El director del Servicio Civil plantea que los 130 cargos de primer nivel jerárquico de la ADP deberían ser «balas de Cartaplata»: directivos de confianza que el Presidente pueda instalar rápidamente. La propuesta merece un examen cuidadoso.

Esos cargos son, en rigor, de confianza: la autoridad puede removerlos por la pérdida de esta. La diferencia está en cómo se designan. Hoy, el concurso ADP produce una terna de candidatos idóneos dentro de la cual la autoridad elige libremente —considerado también la afinidad política-. El sistema no elimina la confianza; la filtra por mérito. Lo que se propone es designación directa, sin concurso ni terna: algo que ya existe para 12 cargos por ley, y que extender a 118 más no es perfeccionar el sistema, es desmantelarlo.

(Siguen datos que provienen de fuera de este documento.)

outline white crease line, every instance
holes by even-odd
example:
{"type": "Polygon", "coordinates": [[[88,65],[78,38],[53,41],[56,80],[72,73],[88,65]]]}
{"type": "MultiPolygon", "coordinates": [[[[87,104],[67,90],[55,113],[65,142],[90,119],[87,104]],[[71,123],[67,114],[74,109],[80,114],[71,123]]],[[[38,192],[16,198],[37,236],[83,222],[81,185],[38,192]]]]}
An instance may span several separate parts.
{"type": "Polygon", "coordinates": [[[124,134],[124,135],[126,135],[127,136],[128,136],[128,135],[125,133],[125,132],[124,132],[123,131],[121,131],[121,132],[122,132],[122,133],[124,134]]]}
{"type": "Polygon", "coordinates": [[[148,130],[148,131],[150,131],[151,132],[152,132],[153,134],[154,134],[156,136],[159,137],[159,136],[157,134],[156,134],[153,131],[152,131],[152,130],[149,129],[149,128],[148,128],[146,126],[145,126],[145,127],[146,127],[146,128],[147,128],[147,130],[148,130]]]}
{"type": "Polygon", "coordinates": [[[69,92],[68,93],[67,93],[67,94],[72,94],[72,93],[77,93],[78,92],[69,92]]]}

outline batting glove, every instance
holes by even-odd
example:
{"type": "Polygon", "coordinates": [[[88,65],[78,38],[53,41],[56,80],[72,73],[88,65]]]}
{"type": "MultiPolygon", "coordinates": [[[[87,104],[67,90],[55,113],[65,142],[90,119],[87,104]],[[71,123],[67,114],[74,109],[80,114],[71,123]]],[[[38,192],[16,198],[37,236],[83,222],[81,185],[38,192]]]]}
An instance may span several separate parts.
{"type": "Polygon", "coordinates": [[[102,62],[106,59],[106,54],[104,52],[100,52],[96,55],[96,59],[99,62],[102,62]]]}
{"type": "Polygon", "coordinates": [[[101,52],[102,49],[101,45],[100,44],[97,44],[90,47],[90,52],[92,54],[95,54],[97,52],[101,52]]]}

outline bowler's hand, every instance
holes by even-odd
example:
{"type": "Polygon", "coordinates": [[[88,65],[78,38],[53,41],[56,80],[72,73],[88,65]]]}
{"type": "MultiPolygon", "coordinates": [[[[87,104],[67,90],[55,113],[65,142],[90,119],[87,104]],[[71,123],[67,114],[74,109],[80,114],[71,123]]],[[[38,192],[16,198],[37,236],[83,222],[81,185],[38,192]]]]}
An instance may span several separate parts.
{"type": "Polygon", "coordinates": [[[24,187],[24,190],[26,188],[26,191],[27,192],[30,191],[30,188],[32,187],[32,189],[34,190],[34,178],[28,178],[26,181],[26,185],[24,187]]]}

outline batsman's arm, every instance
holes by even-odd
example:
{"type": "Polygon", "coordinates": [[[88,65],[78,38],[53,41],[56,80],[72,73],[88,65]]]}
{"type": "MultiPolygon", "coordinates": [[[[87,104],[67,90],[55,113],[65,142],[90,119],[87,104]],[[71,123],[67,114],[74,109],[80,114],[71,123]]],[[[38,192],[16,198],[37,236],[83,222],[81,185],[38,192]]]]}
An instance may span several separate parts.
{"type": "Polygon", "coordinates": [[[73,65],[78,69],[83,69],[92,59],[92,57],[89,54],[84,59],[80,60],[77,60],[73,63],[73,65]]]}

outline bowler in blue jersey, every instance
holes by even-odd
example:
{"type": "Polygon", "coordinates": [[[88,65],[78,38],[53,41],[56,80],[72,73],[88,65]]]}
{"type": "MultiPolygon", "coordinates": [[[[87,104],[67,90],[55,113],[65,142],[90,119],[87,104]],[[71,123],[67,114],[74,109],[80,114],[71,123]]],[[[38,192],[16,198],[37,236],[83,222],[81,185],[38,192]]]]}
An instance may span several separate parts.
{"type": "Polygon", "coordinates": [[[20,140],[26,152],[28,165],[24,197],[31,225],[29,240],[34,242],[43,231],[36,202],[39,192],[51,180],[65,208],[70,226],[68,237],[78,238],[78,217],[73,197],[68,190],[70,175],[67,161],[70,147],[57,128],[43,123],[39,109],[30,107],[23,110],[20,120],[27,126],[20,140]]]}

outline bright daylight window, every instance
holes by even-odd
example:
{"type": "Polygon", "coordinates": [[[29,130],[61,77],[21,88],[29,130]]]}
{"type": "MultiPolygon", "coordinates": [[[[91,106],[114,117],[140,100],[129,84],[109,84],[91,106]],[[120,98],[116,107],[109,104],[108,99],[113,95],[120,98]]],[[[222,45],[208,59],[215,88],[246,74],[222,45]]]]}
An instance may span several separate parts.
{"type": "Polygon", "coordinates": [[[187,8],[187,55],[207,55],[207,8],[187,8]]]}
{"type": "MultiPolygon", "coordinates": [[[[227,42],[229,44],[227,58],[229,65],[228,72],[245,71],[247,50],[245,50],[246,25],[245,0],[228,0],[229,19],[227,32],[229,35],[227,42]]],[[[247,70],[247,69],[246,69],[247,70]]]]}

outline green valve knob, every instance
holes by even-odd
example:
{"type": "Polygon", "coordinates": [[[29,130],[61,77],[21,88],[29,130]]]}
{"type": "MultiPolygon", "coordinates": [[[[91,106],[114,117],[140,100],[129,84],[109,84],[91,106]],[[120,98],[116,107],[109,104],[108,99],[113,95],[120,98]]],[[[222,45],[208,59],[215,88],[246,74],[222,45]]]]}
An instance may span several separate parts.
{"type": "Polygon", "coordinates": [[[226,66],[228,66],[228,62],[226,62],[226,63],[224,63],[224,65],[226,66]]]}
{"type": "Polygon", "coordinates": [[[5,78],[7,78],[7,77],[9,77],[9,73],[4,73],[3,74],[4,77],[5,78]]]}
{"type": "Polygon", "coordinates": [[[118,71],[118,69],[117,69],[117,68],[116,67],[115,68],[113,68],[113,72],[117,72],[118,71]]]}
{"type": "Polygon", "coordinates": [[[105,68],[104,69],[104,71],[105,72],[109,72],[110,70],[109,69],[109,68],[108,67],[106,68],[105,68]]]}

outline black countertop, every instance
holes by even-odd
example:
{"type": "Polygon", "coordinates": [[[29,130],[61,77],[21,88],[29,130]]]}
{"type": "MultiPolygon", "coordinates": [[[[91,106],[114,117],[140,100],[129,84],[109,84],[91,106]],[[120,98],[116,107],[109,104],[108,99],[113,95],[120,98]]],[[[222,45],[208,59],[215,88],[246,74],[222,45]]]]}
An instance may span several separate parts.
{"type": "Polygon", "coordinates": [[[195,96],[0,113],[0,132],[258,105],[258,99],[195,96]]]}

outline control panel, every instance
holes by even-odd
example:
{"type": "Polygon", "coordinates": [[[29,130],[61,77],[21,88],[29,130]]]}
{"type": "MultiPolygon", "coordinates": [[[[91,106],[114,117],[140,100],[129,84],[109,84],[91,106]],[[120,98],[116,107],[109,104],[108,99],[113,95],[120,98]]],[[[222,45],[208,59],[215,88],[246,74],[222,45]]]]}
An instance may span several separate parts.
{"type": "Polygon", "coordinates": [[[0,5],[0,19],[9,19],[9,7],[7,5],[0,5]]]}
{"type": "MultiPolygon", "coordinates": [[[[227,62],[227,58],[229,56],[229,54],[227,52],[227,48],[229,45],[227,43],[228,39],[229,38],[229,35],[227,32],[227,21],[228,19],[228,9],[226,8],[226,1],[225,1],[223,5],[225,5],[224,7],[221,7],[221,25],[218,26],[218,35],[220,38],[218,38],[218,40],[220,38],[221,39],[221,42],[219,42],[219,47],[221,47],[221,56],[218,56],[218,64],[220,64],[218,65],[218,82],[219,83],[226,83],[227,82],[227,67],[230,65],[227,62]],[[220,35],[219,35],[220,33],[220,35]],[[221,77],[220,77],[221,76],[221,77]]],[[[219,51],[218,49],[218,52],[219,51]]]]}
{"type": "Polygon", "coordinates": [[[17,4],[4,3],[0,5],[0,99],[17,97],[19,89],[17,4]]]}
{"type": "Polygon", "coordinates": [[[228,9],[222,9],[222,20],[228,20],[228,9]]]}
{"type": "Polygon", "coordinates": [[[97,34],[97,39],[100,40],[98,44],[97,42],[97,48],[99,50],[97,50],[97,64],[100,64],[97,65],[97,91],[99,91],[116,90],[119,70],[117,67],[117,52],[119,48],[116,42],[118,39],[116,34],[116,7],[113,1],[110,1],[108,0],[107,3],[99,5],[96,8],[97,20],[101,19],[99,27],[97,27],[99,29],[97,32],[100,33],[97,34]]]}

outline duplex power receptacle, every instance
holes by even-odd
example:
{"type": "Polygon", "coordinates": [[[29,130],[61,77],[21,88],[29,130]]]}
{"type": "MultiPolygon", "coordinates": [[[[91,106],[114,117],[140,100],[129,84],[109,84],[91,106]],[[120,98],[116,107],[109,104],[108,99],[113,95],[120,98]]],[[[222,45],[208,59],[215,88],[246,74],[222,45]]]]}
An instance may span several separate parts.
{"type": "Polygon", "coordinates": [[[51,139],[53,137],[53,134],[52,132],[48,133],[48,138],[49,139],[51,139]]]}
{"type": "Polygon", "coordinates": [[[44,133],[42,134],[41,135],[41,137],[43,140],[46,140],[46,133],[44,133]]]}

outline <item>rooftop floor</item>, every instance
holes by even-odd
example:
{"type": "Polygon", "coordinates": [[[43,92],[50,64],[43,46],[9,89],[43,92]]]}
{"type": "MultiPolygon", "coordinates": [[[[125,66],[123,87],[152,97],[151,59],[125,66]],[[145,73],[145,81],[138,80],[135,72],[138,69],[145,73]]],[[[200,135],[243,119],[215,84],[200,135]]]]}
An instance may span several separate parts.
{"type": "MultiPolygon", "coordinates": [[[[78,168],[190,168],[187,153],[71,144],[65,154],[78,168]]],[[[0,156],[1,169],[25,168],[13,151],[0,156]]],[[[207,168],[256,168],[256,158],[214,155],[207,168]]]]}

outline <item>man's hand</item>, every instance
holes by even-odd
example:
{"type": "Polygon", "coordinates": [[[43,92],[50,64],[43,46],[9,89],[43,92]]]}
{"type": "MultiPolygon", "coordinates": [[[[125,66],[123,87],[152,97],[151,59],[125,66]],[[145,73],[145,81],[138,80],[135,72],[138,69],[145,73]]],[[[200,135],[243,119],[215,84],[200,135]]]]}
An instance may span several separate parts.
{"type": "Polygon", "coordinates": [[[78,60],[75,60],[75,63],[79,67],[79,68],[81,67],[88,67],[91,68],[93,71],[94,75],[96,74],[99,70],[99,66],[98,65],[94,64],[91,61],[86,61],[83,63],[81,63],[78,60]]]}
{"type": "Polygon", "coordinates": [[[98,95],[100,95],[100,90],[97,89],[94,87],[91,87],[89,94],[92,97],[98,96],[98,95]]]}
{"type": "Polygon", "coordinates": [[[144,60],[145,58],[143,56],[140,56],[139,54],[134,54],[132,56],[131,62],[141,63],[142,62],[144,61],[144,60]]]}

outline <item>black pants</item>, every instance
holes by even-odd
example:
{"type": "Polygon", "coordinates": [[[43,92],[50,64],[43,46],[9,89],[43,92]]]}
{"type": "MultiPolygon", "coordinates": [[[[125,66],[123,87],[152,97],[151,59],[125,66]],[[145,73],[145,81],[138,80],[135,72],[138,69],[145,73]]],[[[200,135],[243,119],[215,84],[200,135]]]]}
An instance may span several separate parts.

El resultado sería politización de la alta gerencia estatal, erosión del estándar mínimo de idoneidad y mayor opacidad. La única ventaja concreta es facilitarle la vida al Ejecutivo —objetivo legítimo, pero insuficiente para justificar el costo institucional.

La ADP es uno de los pocos activos que Chile ha construido en materia de empleo público. No merece ser desarmada en nombre de la velocidad.